この感覚は、ジョン・バウザーによるデザインによっていっそう強まる。冒頭は日常の延長線上にしっかりと根を下ろしているが、物語が進むにつれ“普通”は置き去りにされ、鏡面のセットがすべてを屈折させる。ミニヒとジュニヒは、『不思議の国のアリス』さながらのトンネルを猛スピードで駆け抜け、シュールな世界へ落ちていく。どの場面が現実で、どれが主人公たちの頭の中にあるものなのか――それを決めるのは観客だ。息をのむほど美しい瞬間もあれば、不穏で心をざわつかせる瞬間もある。さらに、見る角度によって反射が変わるため、同じ作品でありながら各観客にとっての“景色”が少しずつ異なるのもユニークだ。
巧みな照明と音響設計、そして映像投影の使い方も、この世界観を力強く支えている。
ミニヒを演じるウェンディ・クウェの芝居は見事で、人物像をくっきりと立ち上げ、卓越した技術でパフォーマンスを形作っている。時間の流れや感情の振幅を、いとも容易く呼び起こす。若い頃のミニヒを演じるケイティ・リョンも同様に丁寧な造形だ。勝ち気で少し反抗的な面をきちんと見せつつ、ときおりふっと垣間見える脆さも繊細に表現している。
脇を固めるキャストも総じて強い。デイジー・ハガードが演じるリズは、最初はアメリカの店員として登場する。観客はジュニヒの視点、つまり“外国語”として英語を耳にすることになり、ハガードはそれを見事にやってのける。さらに後の場面で、その言葉がどう“理解できるもの”へと変化していくのかが実に興味深い。

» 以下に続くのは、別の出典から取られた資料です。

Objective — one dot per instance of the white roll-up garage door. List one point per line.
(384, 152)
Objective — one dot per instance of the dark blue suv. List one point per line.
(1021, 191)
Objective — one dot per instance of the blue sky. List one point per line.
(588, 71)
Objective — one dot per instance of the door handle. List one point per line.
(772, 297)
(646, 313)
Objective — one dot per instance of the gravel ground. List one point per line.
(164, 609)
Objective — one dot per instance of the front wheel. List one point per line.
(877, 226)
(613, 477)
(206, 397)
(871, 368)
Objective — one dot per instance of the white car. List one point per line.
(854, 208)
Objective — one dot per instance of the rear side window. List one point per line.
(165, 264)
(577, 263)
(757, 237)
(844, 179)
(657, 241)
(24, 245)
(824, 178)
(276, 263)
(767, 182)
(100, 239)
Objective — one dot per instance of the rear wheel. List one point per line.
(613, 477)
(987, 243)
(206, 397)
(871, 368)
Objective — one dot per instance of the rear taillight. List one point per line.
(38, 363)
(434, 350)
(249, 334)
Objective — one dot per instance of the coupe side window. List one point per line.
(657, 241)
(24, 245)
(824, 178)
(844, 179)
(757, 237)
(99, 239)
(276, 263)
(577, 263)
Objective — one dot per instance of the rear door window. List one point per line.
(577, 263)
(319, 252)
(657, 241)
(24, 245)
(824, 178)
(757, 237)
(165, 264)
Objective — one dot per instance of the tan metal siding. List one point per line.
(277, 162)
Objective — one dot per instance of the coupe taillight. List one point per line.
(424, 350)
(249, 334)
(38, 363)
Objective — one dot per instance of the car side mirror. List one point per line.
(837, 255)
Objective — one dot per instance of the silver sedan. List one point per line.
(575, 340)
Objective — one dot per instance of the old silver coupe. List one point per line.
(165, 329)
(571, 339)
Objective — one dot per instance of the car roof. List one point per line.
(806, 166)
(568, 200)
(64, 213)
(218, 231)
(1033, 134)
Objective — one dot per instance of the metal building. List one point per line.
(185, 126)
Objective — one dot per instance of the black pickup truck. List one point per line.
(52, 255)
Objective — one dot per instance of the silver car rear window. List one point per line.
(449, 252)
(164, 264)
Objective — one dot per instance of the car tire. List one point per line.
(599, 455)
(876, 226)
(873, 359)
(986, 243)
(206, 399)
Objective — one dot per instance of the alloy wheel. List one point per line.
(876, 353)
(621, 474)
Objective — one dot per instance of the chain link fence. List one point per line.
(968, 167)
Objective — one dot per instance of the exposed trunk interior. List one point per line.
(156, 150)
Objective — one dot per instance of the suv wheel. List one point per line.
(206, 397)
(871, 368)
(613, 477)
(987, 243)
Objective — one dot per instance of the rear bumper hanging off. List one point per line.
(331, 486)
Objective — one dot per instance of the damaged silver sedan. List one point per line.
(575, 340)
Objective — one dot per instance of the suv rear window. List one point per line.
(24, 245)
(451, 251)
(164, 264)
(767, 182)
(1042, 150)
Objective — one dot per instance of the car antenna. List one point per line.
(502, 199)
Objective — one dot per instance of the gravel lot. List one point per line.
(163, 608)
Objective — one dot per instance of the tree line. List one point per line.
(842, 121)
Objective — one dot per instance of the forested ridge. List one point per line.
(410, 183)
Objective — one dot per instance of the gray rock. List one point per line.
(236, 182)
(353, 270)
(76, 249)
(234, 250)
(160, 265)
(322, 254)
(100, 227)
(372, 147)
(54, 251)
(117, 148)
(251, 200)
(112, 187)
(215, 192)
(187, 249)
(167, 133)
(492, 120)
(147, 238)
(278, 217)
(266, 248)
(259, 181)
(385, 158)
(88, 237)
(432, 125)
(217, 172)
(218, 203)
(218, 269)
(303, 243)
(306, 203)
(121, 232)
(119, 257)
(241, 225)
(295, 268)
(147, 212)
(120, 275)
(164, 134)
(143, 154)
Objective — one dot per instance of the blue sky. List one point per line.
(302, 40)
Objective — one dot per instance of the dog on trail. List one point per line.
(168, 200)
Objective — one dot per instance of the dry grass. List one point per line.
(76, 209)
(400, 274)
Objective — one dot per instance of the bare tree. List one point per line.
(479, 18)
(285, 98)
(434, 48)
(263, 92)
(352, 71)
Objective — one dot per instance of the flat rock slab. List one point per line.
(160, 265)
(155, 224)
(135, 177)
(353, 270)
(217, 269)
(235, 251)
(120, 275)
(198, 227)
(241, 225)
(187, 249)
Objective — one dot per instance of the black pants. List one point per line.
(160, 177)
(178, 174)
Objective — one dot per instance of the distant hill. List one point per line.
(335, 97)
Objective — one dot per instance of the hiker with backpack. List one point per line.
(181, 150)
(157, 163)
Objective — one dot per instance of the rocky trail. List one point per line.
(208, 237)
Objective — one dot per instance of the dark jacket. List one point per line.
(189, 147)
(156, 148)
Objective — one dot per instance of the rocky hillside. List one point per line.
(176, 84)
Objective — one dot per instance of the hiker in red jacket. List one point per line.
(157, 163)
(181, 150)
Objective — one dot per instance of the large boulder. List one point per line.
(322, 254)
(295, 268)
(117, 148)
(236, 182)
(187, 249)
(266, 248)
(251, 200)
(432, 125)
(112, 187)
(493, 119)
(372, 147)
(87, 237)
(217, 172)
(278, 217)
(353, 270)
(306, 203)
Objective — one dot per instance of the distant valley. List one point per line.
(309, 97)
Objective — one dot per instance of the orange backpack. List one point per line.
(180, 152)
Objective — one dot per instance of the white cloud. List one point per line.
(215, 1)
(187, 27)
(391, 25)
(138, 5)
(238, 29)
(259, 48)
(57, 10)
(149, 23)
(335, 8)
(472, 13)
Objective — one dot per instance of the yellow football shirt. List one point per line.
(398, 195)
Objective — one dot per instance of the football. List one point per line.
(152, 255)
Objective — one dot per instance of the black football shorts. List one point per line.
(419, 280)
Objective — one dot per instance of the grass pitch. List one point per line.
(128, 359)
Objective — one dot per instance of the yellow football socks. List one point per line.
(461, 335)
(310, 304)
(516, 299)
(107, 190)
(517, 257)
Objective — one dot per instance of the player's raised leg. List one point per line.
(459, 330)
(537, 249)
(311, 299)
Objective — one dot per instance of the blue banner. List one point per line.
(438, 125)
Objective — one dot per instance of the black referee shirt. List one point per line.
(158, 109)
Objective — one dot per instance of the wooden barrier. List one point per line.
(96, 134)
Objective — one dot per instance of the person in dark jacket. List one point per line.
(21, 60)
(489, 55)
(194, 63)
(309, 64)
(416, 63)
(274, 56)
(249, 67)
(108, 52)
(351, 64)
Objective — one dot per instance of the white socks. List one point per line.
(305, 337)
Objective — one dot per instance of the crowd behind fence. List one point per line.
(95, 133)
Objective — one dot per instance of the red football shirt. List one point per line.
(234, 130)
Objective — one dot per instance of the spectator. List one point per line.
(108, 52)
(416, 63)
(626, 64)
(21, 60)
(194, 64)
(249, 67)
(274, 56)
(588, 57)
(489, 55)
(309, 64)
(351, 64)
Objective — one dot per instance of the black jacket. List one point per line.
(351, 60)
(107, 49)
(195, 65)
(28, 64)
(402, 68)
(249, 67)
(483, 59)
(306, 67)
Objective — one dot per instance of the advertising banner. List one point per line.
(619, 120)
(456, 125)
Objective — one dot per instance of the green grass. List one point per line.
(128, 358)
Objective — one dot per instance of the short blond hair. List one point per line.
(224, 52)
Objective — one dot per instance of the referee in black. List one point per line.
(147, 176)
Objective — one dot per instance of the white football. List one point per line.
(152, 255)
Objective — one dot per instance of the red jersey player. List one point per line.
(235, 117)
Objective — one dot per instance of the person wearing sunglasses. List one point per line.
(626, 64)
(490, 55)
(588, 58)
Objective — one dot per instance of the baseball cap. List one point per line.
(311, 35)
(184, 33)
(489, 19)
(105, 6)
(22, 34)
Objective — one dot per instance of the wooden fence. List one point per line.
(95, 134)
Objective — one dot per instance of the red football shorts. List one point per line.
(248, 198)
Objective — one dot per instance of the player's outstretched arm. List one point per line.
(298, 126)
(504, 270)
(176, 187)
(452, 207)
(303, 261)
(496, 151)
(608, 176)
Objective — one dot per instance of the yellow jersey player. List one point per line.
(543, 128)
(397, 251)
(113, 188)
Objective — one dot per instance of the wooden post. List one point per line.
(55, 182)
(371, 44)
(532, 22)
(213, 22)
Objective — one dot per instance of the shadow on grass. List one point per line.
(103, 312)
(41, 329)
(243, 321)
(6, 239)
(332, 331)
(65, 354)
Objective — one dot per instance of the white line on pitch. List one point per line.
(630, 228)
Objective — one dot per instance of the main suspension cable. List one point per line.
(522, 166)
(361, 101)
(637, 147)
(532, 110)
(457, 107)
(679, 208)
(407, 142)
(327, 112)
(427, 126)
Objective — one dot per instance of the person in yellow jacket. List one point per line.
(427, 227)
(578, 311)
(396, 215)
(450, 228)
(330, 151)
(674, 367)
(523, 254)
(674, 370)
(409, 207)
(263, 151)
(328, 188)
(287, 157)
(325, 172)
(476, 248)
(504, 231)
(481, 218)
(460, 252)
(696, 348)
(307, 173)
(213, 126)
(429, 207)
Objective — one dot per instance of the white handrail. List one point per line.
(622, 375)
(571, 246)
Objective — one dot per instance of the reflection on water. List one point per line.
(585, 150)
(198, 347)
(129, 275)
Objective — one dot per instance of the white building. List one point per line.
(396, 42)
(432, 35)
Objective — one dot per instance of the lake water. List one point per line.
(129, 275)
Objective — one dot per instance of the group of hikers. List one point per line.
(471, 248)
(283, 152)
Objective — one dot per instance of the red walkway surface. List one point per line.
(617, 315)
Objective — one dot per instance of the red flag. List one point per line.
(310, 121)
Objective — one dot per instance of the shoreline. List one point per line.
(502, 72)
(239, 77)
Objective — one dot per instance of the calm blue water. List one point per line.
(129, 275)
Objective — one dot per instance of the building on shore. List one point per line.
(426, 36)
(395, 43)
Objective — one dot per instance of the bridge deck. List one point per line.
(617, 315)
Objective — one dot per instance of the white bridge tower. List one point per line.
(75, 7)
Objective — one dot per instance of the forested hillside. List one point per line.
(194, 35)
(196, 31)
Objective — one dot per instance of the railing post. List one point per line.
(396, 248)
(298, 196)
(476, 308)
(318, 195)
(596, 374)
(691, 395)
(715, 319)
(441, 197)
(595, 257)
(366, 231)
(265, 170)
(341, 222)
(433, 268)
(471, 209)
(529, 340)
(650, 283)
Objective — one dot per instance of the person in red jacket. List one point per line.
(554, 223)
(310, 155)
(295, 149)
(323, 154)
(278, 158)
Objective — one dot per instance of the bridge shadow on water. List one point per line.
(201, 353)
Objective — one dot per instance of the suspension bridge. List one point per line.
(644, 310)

ワイルド役のパーパ・エシエドゥは、ジュニヒの恋の相手として、説得力のある共感的な人物像を提示している。
クォン・ロークとアンドリュー・リョンはともに複数の役を演じ分け、アンサンブルに効果的に貢献している。
『You For Me For You』は、よく練られた重要な作品であり、観客に対して、実際に“体験”してこそ理解できる状況と束の間つながる機会を与えてくれる。